Hydra+: A universal Bayesian analysis of cosmic neutral hydrogen with a million-parameter data model

Hydra+: A universal Bayesian analysis of cosmic neutral hydrogen with a million-parameter data model

PI: Dr Phil Bull (University of Manchester)

Neutral hydrogen gas is the raw material of star formation, and is ubiquitous across cosmic time. The presence of neutral hydrogen, and how is is distributed in space, can tell us about the processes that helped form the first galaxies, as well as tracing the way that (otherwise invisible) dark matter clumps together to form structures in the Universe.

We can detect neutral hydrogen through its weak radio emission, known as the 21cm line after the wavelength it is emitted at. Radio emission from our own Galaxy and others nearby is much brighter by a factor of tens of thousands however, making disentangling the faint hydrogen signal a difficult task. This is made even more difficult by small but complicated ways in which radio telescopes distort the signals that they receive.

We have developed a new data analysis tool called Hydra that attempts to build a model of all the complex effects that are present in the data, and then separate them using a very accurate statistical approach. The drawback to trying to model everything is that hundreds of thousands, or possibly even millions of numbers must be estimated somehow from the data. This is a tremendous computational problem.

During this project, we have shown that it is possible to successfully estimate such vast numbers of parameters using a method called Gibbs sampling, running on the cosma8 system in Durham. Publications by Burba et al. (2024) and Glasscock et al. (2024) explain the method behind this, and how it can be used to estimate various parts of the model that explains the 21cm line data from the Hydrogen Epoch of Reionization Array (HERA), one of the leading experiments in this field. 

Going forward, we will be able to build on these results to build a progressively more realistic and accurate model of the data, with each step getting us closer to an unambiguous detection of the 21cm line from gas around the very first stars and galaxies in the Universe.

Fig. 14 from Glasscock et al. (2024), showing a simulated ‘ideal’ map of the radio emission on the sky (top left), and the map recovered by Hydra in spite of all of the complicated effects and distortions that were present in the data due to the radio instrumentation.

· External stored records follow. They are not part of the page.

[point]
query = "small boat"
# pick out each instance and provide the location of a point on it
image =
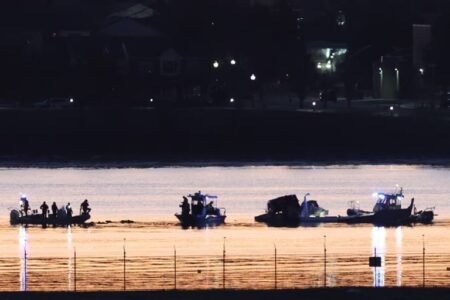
(388, 212)
(21, 216)
(287, 211)
(201, 211)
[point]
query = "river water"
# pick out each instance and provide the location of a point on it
(38, 259)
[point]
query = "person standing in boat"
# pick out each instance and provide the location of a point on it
(185, 209)
(44, 208)
(84, 207)
(54, 210)
(25, 204)
(69, 210)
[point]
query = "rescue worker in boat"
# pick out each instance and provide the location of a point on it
(54, 210)
(25, 204)
(69, 210)
(210, 208)
(200, 208)
(185, 208)
(84, 207)
(44, 208)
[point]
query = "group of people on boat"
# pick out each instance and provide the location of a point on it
(45, 209)
(201, 210)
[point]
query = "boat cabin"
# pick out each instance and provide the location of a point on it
(201, 206)
(388, 201)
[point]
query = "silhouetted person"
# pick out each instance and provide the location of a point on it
(44, 208)
(84, 207)
(69, 210)
(185, 209)
(54, 210)
(25, 204)
(210, 208)
(200, 208)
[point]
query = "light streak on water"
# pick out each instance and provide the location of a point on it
(379, 246)
(70, 258)
(398, 247)
(23, 253)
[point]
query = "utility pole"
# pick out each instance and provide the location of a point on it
(174, 268)
(423, 260)
(324, 261)
(375, 255)
(75, 269)
(124, 266)
(275, 249)
(223, 263)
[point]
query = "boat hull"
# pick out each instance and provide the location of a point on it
(200, 221)
(279, 220)
(37, 219)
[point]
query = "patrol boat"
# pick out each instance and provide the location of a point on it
(200, 211)
(388, 211)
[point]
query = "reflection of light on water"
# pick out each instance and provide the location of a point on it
(398, 247)
(379, 245)
(69, 257)
(23, 252)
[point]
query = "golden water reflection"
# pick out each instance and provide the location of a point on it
(249, 263)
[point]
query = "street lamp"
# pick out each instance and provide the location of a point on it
(397, 79)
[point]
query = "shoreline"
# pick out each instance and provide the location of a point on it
(107, 162)
(314, 293)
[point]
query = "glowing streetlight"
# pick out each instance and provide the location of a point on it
(397, 79)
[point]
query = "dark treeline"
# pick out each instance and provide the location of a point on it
(127, 52)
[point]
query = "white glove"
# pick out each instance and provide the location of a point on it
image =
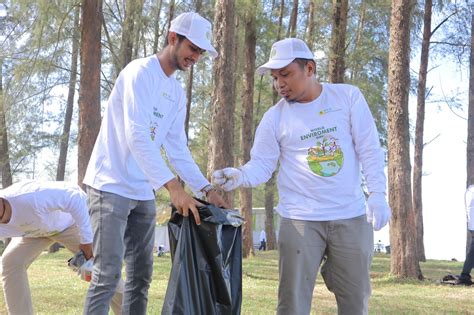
(85, 271)
(228, 178)
(378, 211)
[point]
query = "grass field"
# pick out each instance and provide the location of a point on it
(57, 290)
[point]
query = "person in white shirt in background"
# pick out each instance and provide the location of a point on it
(146, 111)
(321, 134)
(465, 277)
(263, 240)
(35, 215)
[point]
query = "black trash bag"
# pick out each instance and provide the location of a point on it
(206, 274)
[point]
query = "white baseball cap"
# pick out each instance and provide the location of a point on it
(284, 52)
(195, 28)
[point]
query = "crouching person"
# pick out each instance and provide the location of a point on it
(35, 215)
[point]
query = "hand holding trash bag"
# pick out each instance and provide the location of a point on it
(182, 201)
(206, 275)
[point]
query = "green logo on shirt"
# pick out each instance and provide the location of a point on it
(326, 157)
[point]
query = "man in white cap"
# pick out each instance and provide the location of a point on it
(35, 215)
(146, 112)
(465, 277)
(320, 134)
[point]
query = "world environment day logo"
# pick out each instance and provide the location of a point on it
(326, 157)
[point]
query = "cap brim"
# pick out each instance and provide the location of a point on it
(273, 64)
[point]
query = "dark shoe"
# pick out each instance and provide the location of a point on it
(464, 280)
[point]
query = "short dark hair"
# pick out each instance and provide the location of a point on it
(303, 62)
(180, 39)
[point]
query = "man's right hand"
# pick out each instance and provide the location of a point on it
(183, 201)
(228, 178)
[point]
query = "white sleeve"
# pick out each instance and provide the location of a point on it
(265, 152)
(367, 143)
(70, 199)
(178, 153)
(136, 96)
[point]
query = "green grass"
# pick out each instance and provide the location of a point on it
(57, 290)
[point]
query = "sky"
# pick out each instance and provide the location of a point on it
(444, 163)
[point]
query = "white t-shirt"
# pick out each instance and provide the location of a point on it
(146, 111)
(42, 209)
(321, 147)
(469, 200)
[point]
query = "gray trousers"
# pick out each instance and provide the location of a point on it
(124, 229)
(347, 246)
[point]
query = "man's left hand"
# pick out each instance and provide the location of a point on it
(216, 199)
(87, 250)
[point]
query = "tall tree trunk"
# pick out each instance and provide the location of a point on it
(89, 90)
(310, 24)
(4, 152)
(170, 13)
(70, 101)
(156, 27)
(246, 136)
(133, 12)
(470, 119)
(280, 19)
(420, 121)
(6, 170)
(293, 18)
(189, 86)
(64, 145)
(360, 29)
(338, 41)
(404, 262)
(221, 135)
(470, 125)
(270, 185)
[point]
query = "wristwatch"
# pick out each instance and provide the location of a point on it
(207, 189)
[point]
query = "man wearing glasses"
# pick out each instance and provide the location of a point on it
(35, 215)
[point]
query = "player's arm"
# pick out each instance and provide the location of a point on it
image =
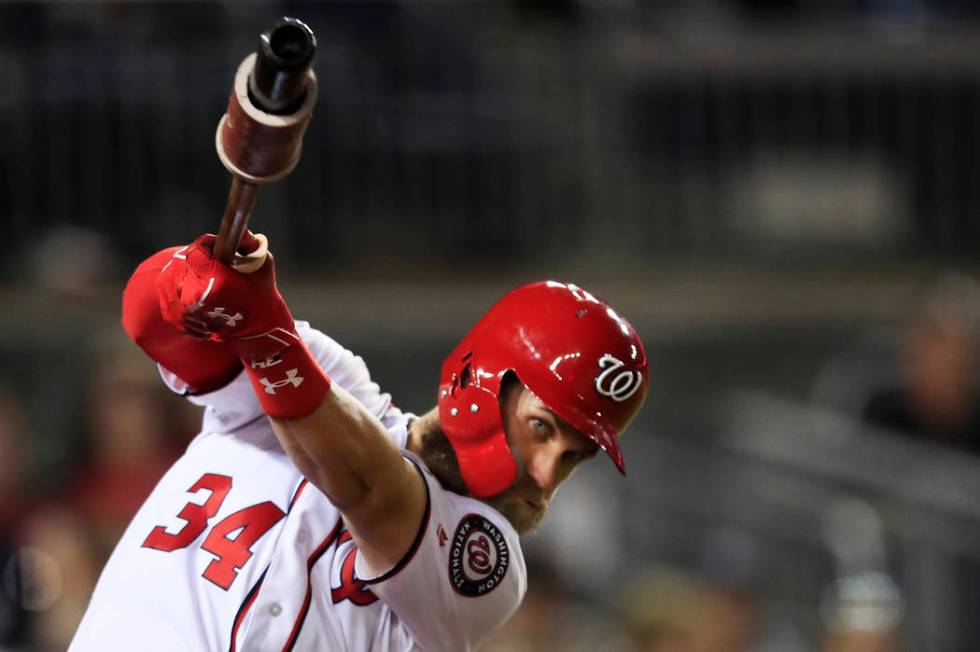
(345, 451)
(335, 441)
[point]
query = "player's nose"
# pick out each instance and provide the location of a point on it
(543, 469)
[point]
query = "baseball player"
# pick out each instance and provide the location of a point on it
(310, 513)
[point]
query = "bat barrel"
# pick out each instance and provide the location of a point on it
(279, 81)
(260, 136)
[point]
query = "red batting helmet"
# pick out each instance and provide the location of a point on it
(584, 361)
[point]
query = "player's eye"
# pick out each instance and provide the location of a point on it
(540, 425)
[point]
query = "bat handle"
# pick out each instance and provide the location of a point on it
(241, 201)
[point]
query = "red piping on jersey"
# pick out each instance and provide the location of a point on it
(423, 526)
(242, 610)
(299, 490)
(301, 617)
(254, 593)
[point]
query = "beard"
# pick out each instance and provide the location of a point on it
(438, 455)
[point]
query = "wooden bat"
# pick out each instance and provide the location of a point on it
(260, 137)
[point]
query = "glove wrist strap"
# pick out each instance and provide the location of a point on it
(290, 383)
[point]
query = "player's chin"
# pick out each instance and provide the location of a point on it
(523, 515)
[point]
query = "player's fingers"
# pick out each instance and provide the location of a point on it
(253, 261)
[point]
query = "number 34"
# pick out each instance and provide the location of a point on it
(232, 554)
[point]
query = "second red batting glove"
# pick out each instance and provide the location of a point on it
(205, 298)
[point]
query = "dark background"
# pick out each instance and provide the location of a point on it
(780, 196)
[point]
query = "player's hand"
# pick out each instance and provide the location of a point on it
(239, 305)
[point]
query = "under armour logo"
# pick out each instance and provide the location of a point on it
(615, 382)
(265, 364)
(230, 320)
(292, 378)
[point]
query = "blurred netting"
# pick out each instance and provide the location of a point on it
(441, 128)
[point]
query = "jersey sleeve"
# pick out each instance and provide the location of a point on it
(463, 577)
(236, 405)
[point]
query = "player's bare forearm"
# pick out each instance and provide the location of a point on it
(346, 453)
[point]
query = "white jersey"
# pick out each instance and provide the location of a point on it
(235, 551)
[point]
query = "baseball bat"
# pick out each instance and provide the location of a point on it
(260, 136)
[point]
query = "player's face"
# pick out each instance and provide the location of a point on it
(547, 451)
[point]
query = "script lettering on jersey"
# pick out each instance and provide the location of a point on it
(478, 558)
(351, 588)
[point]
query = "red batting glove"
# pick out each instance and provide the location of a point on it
(202, 297)
(202, 365)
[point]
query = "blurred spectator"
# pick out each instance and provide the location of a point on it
(675, 612)
(862, 613)
(14, 507)
(60, 567)
(937, 394)
(134, 433)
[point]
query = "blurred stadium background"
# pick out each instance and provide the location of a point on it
(780, 194)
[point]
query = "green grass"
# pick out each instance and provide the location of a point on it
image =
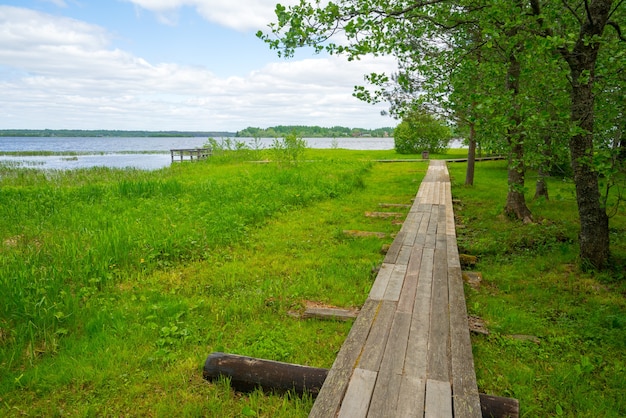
(115, 285)
(575, 364)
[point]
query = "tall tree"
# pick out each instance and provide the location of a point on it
(416, 32)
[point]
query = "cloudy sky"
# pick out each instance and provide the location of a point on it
(167, 65)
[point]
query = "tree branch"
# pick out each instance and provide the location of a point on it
(589, 16)
(615, 9)
(580, 21)
(617, 29)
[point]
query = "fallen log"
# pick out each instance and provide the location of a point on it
(498, 407)
(247, 373)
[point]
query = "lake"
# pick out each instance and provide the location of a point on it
(141, 153)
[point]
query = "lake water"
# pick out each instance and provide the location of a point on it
(132, 152)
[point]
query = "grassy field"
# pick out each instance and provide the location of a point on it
(115, 285)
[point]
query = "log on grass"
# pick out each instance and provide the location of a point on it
(247, 373)
(498, 407)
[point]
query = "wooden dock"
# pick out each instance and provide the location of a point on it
(190, 154)
(409, 353)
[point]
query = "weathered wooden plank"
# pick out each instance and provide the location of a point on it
(465, 390)
(404, 255)
(431, 231)
(395, 284)
(377, 339)
(394, 249)
(357, 399)
(407, 296)
(333, 390)
(382, 279)
(411, 397)
(420, 238)
(438, 403)
(338, 314)
(442, 238)
(385, 395)
(394, 205)
(416, 362)
(410, 226)
(438, 340)
(383, 214)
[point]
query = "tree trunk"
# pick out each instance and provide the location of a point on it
(545, 166)
(594, 222)
(515, 200)
(471, 156)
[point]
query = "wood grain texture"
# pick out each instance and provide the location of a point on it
(415, 357)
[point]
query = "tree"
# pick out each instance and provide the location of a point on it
(420, 131)
(432, 38)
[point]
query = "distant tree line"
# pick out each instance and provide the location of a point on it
(313, 132)
(107, 133)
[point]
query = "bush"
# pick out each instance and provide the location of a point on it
(420, 131)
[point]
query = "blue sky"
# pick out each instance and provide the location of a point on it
(167, 65)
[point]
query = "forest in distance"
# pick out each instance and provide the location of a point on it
(249, 132)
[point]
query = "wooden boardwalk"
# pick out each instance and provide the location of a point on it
(409, 353)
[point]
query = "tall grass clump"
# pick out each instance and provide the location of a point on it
(557, 333)
(116, 284)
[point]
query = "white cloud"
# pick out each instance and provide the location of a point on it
(240, 15)
(57, 72)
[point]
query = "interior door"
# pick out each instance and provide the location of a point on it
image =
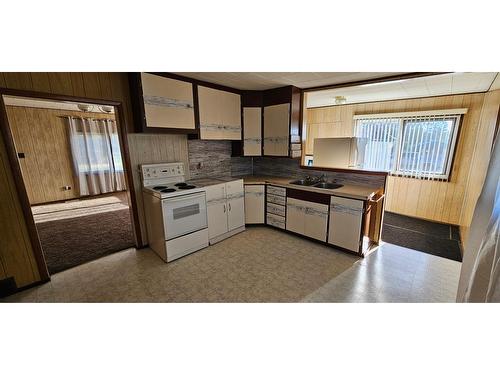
(252, 131)
(345, 223)
(295, 215)
(41, 139)
(216, 210)
(316, 220)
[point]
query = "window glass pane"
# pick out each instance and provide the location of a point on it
(425, 145)
(378, 143)
(117, 155)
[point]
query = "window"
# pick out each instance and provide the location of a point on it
(98, 154)
(414, 144)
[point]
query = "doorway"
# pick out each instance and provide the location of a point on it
(73, 169)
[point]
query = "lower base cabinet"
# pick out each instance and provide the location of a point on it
(225, 209)
(307, 218)
(255, 204)
(346, 217)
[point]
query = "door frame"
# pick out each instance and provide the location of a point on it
(15, 166)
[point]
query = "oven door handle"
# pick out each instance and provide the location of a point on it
(184, 197)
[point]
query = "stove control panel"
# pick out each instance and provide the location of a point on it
(155, 171)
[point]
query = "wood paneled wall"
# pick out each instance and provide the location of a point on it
(432, 200)
(42, 135)
(15, 250)
(480, 157)
(16, 253)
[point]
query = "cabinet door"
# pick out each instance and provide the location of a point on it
(168, 103)
(209, 103)
(276, 129)
(236, 204)
(316, 220)
(295, 215)
(217, 219)
(234, 189)
(235, 213)
(345, 223)
(231, 115)
(216, 210)
(252, 131)
(254, 204)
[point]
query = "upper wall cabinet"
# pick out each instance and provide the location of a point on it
(163, 103)
(271, 123)
(282, 122)
(220, 114)
(252, 131)
(276, 129)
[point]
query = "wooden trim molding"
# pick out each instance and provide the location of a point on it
(396, 77)
(21, 191)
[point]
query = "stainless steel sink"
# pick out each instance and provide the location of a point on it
(327, 185)
(303, 182)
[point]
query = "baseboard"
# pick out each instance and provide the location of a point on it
(226, 235)
(9, 287)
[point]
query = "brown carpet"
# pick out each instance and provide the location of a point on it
(77, 232)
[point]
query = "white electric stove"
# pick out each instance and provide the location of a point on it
(176, 211)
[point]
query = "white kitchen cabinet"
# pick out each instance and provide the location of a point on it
(316, 220)
(168, 103)
(252, 131)
(295, 215)
(276, 130)
(254, 204)
(235, 204)
(225, 210)
(220, 114)
(216, 210)
(346, 216)
(307, 218)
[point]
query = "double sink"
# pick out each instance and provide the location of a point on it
(312, 183)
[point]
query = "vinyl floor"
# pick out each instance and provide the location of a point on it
(260, 264)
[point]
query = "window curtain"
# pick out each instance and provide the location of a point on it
(96, 154)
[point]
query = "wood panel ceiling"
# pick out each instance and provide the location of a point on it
(269, 80)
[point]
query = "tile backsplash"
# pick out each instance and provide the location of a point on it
(291, 168)
(213, 159)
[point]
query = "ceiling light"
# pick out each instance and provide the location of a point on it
(340, 99)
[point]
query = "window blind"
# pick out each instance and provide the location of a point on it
(418, 145)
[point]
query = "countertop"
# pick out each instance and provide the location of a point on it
(348, 190)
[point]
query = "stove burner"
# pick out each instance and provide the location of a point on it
(168, 190)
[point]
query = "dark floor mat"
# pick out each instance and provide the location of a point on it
(432, 238)
(417, 225)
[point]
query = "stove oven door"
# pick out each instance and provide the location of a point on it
(184, 214)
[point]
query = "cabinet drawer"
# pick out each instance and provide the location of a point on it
(276, 221)
(276, 190)
(275, 209)
(276, 199)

The bottom panels show the fractional difference between the ideal and recovered signals, and the statistical uncertainty respectively; the recovery is very accurate.

Publications

  • Sensitivity of Bayesian 21 cm power spectrum estimation to foreground model errors 

Burba, Jacob; Bull, Philip; Wilensky, Michael J.; Kennedy, Fraser; Garsden, Hugh; Glasscock, Katrine A. MNRAS 535, 1 (2024).

  • Statistical estimation of full-sky radio maps from 21 cm array visibility data using Gaussian constrained realizations

Glasscock, Katrine A.; Bull, Philip; Burba, Jacob; Garsden, Hugh; Wilensky, Michael J. RASTI 3, 1 (2024).